One may doubt whether E.H. Gombrich, who died on 3 November, ever passionately liked, or was even very curious about, individual paintings, except in so far as they could illustrate the deeper matters on which he was so illuminating, in particular what goes on when people make marks which other people are able to interpret as representations of things. For these purposes, a cartoon, an optical illusion or a significantly bad painting could be more to the point than a masterpiece. By bringing the researches of psychologists to art history and analytic severity to statements by artists, as well as by critics and historians, about what pictures do, he cleansed many corners of the stable. Here is what he wrote in his Story of Art about a sheet of drawings of a monkey:

a drawing made by the North Italian artist Pisanello (1397?-1450) only some twenty years after the Limbourg miniatures shows how this habit [of supplying detail in things like manuscript illustrations] led artists to study animals with loving interest. The public which looked at the artist’s works began to judge them by the skill with which nature was portrayed and by the wealth of attractive details which the artist managed to bring into his pictures. The artists, however, wanted to go one better. They were no longer content with the newly acquired mastery of painting such details as flowers or animals from nature; they wanted to explore the laws of vision, and to acquire sufficient knowledge of the human body to build it up in their statues and pictures as the Greeks had done. Once their interest took this turn, medieval art was really at an end.
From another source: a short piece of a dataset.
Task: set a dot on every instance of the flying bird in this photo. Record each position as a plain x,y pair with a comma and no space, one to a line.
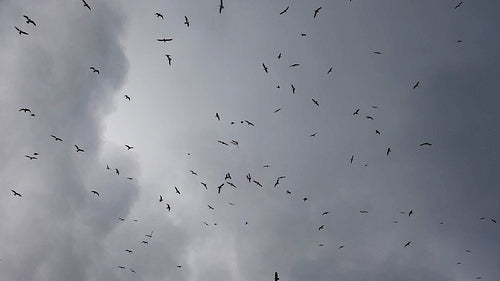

Pisanello’s odd combination of elegance and gawkiness is thus explained as the result of a move towards representations which say more about the look of things. Views from odd angles (a horse or a hawk from behind, a man lying on his back) are incompatible with decorative and harmonious order. Painting was giving up a little dignity in order that it might surprise more.

For many of us who grew up with Gombrich’s work his account of the significance of changes in the practice of Western painting can’t be avoided – it must be met with argument if you can’t accept it. More generally, he showed, with an astringency which is always in short supply in writing about art, that some things can be said, and others can’t, if its study is to have objective validity.